Del Pci togliattiano il dibattito pubblico non si occupa perché la Sinistra, egemone sui media e nei salotti intellettuali, non vuole fare i conti con la storia. Della DC, che è stato il pilastro dell’Italia dopoguerra per quasi cinquant’anni, l’unico vero “partito della nazione”, non c’è più traccia nel dibattito pubblico.
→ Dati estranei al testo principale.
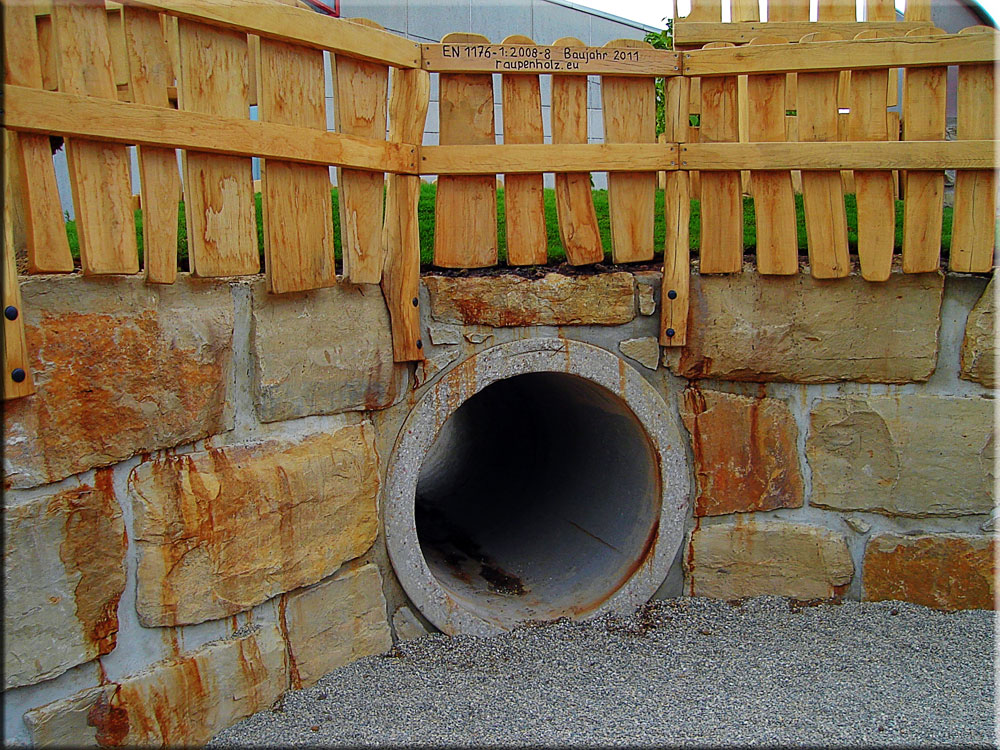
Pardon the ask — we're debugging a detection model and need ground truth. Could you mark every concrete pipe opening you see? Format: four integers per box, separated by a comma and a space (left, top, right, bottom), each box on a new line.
385, 339, 689, 636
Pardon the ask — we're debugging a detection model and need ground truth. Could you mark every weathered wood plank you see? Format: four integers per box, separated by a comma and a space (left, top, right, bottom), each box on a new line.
127, 0, 421, 67
123, 6, 181, 284
602, 38, 656, 264
382, 67, 430, 362
178, 19, 257, 277
698, 42, 741, 274
950, 26, 996, 273
334, 18, 389, 283
52, 1, 139, 275
798, 32, 850, 279
746, 36, 797, 275
662, 75, 690, 347
4, 3, 72, 273
5, 85, 415, 172
420, 42, 680, 75
848, 30, 895, 282
500, 35, 547, 266
258, 37, 336, 293
550, 36, 604, 266
420, 143, 675, 174
433, 32, 497, 269
901, 27, 947, 274
3, 165, 34, 399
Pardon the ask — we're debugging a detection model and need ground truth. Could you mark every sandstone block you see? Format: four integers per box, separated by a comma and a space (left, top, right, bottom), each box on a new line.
863, 533, 995, 610
619, 337, 660, 370
4, 473, 126, 688
685, 520, 853, 600
424, 273, 636, 326
680, 389, 804, 517
4, 276, 234, 490
664, 269, 942, 383
251, 280, 407, 423
283, 564, 392, 688
960, 277, 995, 387
393, 605, 430, 641
130, 426, 380, 626
807, 395, 994, 517
24, 624, 287, 747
Probabilmente perché imbarazza riconoscere che “il più profondo rivolgimento sociale della storia italiana” (Paul Ginsborg) è stato realizzato da un partito cattolico sempre irriso e detestato dalle élite intellettuali, combattuto in tutti i modi dalla Sinistra, demonizzato dai media laici per decenni.

Eppure ciò che la DC ha fatto è qualcosa di prodigioso: ha preso un Paese pieno di rovine materiali (appena uscito dalla guerra) e civili (appena uscito da una dittatura). Ha consolidato una democrazia vera (che non c’era mai stata nemmeno prima del fascismo), ci ha collocati nell’Occidente libero, ha ricostruito il Paese distrutto realizzando poiun “miracolo economico” che ha stupito il mondo, fino a trasformare l’Italia contadina e povera nella quarta potenza industriale del mondo; ha garantito, per la prima volta nella storia, a tutti gli italiani sanità e istruzione: questo è stato il più grande ascensore sociale della sua storia.
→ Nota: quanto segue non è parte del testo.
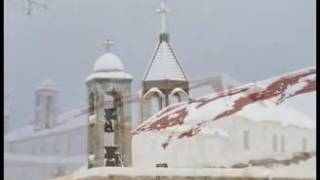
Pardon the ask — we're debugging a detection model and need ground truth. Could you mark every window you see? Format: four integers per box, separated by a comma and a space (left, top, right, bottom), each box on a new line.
273, 134, 279, 152
243, 130, 250, 150
170, 93, 181, 104
302, 137, 307, 152
45, 96, 53, 128
150, 94, 162, 116
104, 93, 117, 133
89, 92, 95, 115
280, 135, 286, 153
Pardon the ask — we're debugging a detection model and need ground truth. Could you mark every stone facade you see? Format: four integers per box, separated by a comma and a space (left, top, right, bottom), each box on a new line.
87, 78, 132, 168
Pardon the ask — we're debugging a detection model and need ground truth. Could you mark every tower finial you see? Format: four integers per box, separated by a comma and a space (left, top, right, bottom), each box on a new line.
102, 39, 114, 52
156, 0, 170, 34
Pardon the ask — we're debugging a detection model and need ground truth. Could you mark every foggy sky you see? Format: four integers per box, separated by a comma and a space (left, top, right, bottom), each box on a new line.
4, 0, 316, 128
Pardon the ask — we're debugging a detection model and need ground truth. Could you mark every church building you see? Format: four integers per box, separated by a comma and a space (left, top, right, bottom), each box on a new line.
4, 1, 316, 180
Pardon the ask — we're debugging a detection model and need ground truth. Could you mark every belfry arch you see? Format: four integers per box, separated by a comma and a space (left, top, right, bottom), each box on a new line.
140, 0, 189, 122
169, 87, 189, 105
142, 87, 165, 119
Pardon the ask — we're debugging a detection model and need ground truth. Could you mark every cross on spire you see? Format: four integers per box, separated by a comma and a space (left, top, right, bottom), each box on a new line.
102, 39, 114, 52
156, 0, 170, 34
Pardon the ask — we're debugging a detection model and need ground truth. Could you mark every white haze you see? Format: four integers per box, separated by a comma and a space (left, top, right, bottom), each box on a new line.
4, 0, 316, 128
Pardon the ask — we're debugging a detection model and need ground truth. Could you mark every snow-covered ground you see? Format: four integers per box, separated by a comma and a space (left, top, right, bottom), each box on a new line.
66, 156, 316, 180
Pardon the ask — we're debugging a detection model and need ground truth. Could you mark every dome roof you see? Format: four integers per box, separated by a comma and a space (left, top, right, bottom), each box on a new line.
36, 78, 59, 91
93, 53, 124, 73
86, 52, 132, 82
41, 78, 56, 87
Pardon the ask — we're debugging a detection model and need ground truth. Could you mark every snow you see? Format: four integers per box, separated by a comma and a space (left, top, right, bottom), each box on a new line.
143, 41, 187, 81
4, 107, 87, 142
36, 78, 59, 91
71, 156, 316, 179
4, 153, 85, 164
86, 71, 132, 81
169, 87, 188, 97
133, 67, 316, 149
162, 124, 229, 137
85, 52, 133, 81
88, 115, 97, 124
281, 91, 316, 119
93, 52, 124, 73
88, 154, 95, 161
240, 103, 315, 129
143, 87, 165, 98
266, 155, 316, 178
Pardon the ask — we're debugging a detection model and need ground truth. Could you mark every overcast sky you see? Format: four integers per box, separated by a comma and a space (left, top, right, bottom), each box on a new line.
4, 0, 316, 128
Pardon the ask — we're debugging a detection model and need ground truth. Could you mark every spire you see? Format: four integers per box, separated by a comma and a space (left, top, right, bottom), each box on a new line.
156, 0, 170, 42
102, 39, 114, 53
142, 0, 187, 82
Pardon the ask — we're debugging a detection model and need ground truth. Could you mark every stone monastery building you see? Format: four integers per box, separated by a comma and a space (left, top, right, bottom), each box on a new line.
4, 1, 316, 180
Per la prima volta i figli del popolo hanno potuto studiare gratuitamente diventando classe dirigente del Paese.

Le riforme della DC – a cominciare da quella agraria – hanno allontanato dall’Italia la povertà (che era la sua realtà secolare) e hanno dato al Paese un solido e dinamico ceto medio, motore di sviluppo e pilastro di stabilità e prosperità. È l’unica vera rivoluzione della storia italiana e una rivoluzione pacifica. Una cosa mai vista.
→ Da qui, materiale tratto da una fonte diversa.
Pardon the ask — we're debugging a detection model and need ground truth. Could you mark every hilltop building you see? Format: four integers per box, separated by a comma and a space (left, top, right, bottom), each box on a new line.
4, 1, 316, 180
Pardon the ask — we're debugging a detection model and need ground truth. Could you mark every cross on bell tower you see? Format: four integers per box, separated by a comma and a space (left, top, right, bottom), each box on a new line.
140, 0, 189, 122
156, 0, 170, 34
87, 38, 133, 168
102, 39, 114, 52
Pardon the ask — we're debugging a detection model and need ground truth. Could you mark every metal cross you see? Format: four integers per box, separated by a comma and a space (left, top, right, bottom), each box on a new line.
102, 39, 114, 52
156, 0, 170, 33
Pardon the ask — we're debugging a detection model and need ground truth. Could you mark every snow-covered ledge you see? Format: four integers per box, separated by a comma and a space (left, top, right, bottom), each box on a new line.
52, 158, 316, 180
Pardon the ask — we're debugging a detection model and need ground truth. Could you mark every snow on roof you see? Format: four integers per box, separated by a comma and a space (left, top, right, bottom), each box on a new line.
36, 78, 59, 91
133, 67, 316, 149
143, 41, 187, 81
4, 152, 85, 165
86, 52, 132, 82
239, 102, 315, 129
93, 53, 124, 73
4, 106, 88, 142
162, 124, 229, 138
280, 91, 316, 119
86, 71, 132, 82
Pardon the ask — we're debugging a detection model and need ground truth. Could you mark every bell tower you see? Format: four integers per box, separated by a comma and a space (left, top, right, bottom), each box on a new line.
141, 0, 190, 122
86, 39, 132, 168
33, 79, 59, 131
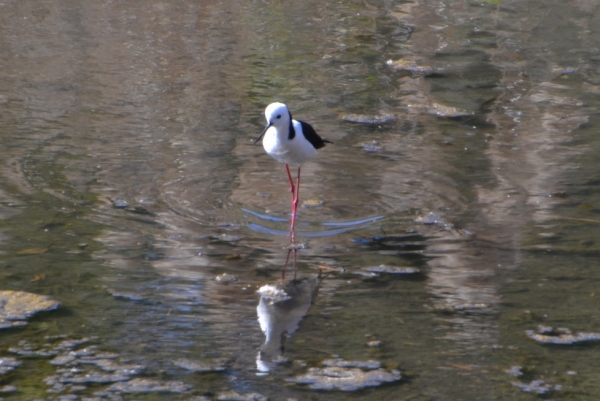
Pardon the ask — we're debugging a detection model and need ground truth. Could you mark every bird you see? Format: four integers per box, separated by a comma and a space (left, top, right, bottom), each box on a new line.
254, 102, 332, 240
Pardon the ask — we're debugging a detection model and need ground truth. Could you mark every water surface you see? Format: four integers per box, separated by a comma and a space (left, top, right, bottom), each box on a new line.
1, 0, 600, 399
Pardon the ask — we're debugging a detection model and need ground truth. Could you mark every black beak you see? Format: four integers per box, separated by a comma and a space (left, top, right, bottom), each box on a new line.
253, 122, 272, 145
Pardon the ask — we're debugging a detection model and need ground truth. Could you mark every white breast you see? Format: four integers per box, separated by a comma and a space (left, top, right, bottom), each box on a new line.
262, 122, 317, 166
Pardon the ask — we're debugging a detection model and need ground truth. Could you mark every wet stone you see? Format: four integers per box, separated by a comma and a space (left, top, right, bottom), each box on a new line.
108, 290, 146, 302
50, 355, 76, 366
301, 199, 324, 208
529, 91, 583, 107
505, 366, 523, 377
215, 273, 238, 283
210, 234, 242, 243
173, 358, 226, 373
216, 390, 268, 401
356, 141, 383, 153
386, 59, 434, 75
322, 358, 381, 369
0, 385, 17, 393
70, 347, 98, 357
61, 371, 131, 384
511, 380, 561, 395
366, 340, 381, 347
287, 366, 401, 391
415, 212, 451, 227
0, 357, 21, 375
54, 338, 94, 351
341, 113, 396, 125
106, 378, 192, 393
110, 197, 129, 208
353, 271, 379, 279
0, 290, 61, 328
364, 265, 420, 275
526, 326, 600, 345
80, 359, 145, 375
57, 395, 78, 401
426, 103, 473, 118
453, 303, 489, 311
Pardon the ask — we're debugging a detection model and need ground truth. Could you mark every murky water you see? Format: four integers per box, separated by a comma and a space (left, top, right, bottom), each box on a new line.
1, 0, 600, 399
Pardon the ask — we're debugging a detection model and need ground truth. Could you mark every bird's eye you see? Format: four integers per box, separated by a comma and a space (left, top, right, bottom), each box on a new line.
276, 115, 281, 119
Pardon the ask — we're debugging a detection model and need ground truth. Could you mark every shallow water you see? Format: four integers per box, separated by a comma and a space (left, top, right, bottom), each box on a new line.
1, 0, 600, 399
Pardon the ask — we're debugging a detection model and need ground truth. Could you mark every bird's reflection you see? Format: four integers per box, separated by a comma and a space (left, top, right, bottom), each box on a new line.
256, 273, 321, 373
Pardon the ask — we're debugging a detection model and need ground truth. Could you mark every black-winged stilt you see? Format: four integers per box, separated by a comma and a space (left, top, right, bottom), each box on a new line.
254, 102, 331, 239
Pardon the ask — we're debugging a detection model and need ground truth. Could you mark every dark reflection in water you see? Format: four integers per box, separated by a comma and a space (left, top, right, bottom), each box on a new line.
0, 0, 599, 399
256, 275, 321, 373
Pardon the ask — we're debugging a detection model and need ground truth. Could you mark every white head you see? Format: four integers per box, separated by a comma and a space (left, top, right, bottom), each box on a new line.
254, 102, 291, 144
264, 102, 291, 128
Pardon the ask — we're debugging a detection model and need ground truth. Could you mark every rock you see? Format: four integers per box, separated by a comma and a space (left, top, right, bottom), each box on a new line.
217, 391, 268, 401
526, 327, 600, 345
322, 358, 381, 369
428, 103, 472, 118
364, 265, 420, 275
215, 273, 238, 283
386, 59, 434, 75
173, 358, 226, 373
341, 113, 396, 125
287, 366, 401, 391
0, 357, 21, 375
107, 378, 192, 393
505, 366, 523, 377
0, 291, 61, 328
511, 379, 560, 395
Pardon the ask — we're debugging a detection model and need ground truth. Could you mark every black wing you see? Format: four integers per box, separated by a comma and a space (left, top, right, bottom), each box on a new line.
299, 120, 332, 150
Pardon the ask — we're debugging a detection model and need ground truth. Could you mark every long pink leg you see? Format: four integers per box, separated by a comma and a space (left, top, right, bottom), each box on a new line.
285, 164, 299, 242
285, 164, 296, 230
291, 167, 301, 232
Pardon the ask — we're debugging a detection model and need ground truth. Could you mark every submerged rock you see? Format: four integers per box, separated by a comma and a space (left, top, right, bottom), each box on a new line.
341, 113, 396, 125
217, 390, 268, 401
429, 103, 472, 118
287, 357, 400, 391
173, 358, 227, 373
511, 379, 561, 395
453, 303, 489, 311
0, 357, 21, 375
0, 290, 61, 328
301, 198, 325, 208
356, 141, 384, 153
364, 265, 420, 275
215, 273, 238, 283
322, 358, 381, 369
415, 212, 444, 225
529, 91, 583, 107
107, 377, 192, 393
526, 326, 600, 345
287, 366, 401, 391
386, 59, 434, 75
210, 234, 242, 243
505, 366, 523, 377
0, 384, 17, 393
408, 103, 472, 118
109, 197, 130, 208
61, 371, 131, 384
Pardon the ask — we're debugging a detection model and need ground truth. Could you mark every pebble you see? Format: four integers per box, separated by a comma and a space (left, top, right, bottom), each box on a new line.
107, 378, 192, 393
341, 113, 396, 125
215, 273, 238, 283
Ma di tutto questo non c’è più traccia da nessuna parte. Anche fra gli ex diccì rimasti in politica pochi difendono la storia, i valori, i successi e l’onore del loro partito. Tanto meno la DC è presente nella riflessione politica di quel che resta del mondo cattolico, oggi ridotto a battaglie settoriali, a volte nate perfino da ideologie avverse (come nel caso dei cattolici dei partiti di sinistra). Neanche la Chiesa ha recepito, nella sua dottrina sociale, le novità emerse dalle politiche (soprattutto) della DC italiana e dal suo (quasi) cinquantennio di guida del Paese.

Penso all’enorme contributo che i democristiani hanno dato all’elaborazione della nostra Costituzione, a cominciare dai primi due articoli: il primo che (con gli articoli 3, 4 e 42) dà un carattere keynesiano allo Stato (si ricordi cosa sono stati l’Iri e l’Eni nella storia d’Italia), carattere contraddetto dalla UE (dai Trattati di Maastricht in poi); e il secondo che riconosce che i diritti dell’uomo (come individuo e come comunità) precedono lo Stato per scongiurare il pericolo dello Stato etico (dopo il totalitarismo fascista e quello comunista).

Chi oggi ha l’ambizione di costruire un nuovo “partito della nazione” dovrebbe guardare proprio alla Dc, unico modello storico realizzato (con successo cinquantennale).